Spain’s Prime Minister Pedro Sánchez urged his Israeli counterpart Benjamin Netanyahu on Thursday (22 November) to offer the Palestinian people a perspective of peace and not only a military response to the Hamas terrorist attack, Spanish government sources told EFE.
Sánchez officially began his mandate in the new government this week with a visit to Israel, the Palestinian territories and Egypt, together with the Belgian prime minister, Alexander de Croo, whose country takes over from Spain the helm of the EU Council as of January 2024.
The two leaders will discuss with local authorities ways to find solutions to the conflict in the Middle East, in a trip that coincides with the start of a four-day “humanitarian pause” between Israel and Hamas on Friday morning.
De Croo told reporters that both Israel and the Palestinians would need to show “political courage” to achieve peace.
In talks with the Israeli side, Sánchez strongly condemned the Hamas attacks on 7 October but insisted that while Israel must give a proportionate response, it must avoid the suffering of Palestinian civilians, sources in the Spanish government told EFE.
Netanyahu showed Sánchez and De Croo a video with images of the October 7 attacks, including very shocking pictures, the same sources told EFE.
Sánchez told Netanyahu that terrorism cannot be fought only with the use of force, and to this end he recalled the Spanish experience against ETA, the Basque terrorist group, which killed some 840 people between 1958 and 2018.
“It is in Israel’s interest to work for peace, and today, peace means the establishment of a viable Palestinian state that includes the West Bank, Gaza and East Jerusalem, according to the UN resolutions,” he said.
Spain is committed to a solution to the conflict that envisages the coexistence of the two states, Israel and Palestine, Sánchez told Netanyahu.
Sánchez floats peace conference idea
The Spanish prime minister also reiterated his call to convene within a few months an international peace conference for Israel-Palestine, an option EU leaders already discussed at a summit in October.

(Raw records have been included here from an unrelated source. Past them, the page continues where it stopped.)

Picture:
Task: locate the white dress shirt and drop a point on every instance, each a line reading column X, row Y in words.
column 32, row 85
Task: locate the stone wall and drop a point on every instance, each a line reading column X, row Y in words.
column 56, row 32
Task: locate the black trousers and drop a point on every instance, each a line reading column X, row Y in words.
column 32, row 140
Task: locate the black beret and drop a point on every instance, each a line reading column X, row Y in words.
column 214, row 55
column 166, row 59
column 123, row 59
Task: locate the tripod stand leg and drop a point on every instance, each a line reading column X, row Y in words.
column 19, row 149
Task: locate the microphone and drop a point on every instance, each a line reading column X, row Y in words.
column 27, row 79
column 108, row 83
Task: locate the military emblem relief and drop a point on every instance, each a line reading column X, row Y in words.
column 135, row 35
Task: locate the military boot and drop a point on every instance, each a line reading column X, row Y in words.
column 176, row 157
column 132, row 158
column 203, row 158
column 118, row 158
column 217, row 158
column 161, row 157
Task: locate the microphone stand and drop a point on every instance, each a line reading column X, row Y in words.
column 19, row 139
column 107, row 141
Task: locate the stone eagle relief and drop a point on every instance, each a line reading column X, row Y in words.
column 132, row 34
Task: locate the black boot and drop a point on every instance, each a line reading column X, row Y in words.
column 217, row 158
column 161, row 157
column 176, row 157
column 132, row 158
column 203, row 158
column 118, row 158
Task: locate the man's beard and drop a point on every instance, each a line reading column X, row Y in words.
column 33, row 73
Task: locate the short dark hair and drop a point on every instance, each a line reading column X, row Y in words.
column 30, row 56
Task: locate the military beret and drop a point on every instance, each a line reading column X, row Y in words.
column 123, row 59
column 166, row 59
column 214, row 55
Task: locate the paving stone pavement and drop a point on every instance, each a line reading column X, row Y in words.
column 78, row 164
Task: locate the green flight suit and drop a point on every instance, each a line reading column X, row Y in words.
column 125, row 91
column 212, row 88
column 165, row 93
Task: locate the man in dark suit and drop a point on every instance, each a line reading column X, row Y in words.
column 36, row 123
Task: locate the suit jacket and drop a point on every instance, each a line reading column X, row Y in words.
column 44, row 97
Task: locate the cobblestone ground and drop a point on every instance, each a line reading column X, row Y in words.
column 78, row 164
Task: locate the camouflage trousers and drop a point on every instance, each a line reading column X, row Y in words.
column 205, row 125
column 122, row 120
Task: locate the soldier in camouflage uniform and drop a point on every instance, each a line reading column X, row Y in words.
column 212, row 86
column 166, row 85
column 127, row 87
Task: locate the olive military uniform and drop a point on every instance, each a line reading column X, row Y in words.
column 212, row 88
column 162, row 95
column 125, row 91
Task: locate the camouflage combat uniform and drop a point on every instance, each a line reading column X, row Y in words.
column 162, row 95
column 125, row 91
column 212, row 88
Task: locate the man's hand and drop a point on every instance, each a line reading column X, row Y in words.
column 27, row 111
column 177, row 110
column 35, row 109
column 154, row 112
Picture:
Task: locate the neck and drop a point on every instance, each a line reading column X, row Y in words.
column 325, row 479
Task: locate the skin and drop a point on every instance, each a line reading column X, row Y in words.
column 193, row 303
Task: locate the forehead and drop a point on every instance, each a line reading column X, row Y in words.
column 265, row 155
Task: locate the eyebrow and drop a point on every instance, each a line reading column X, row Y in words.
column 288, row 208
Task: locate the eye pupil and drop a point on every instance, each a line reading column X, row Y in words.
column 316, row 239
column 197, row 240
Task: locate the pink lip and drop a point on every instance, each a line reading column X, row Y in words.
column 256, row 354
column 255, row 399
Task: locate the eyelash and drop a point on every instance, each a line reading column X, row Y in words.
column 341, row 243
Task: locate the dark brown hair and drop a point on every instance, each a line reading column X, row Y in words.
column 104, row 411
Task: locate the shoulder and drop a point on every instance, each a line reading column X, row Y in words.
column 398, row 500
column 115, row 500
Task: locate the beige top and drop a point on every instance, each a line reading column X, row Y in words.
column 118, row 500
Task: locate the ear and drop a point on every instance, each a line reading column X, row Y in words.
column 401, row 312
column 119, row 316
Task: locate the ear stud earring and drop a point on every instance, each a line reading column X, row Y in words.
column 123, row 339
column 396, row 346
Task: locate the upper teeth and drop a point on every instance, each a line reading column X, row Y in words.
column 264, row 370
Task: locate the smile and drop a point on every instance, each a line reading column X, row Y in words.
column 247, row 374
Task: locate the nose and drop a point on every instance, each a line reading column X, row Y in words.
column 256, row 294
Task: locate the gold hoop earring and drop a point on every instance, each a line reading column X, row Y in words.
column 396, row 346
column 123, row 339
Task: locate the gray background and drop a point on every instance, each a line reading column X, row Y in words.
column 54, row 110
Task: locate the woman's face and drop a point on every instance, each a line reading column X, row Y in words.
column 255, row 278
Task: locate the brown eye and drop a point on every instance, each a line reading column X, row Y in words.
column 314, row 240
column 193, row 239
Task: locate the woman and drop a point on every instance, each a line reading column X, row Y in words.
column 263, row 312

Sánchez said the EU, Arab League and the Organisation for Islamic Cooperation had endorsed the idea.
Meanwhile, the left-wing Sumar platform, Sánchez’s coalition partner in the new government, urged Madrid to recognise the “Palestinian State” as soon as possible.
The party’s spokesperson in Parliament, Marta Lois, said the recognition by Spain of the “Palestinian State” would be Madrid’s “first contribution to the peace process”. “It has to be done now,” Lois stressed.
Sánchez has committed to leading the debate in the European Union for the future recognition of Palestine as a State, according to Patxi López, PSOE’s spokesperson in Parliament.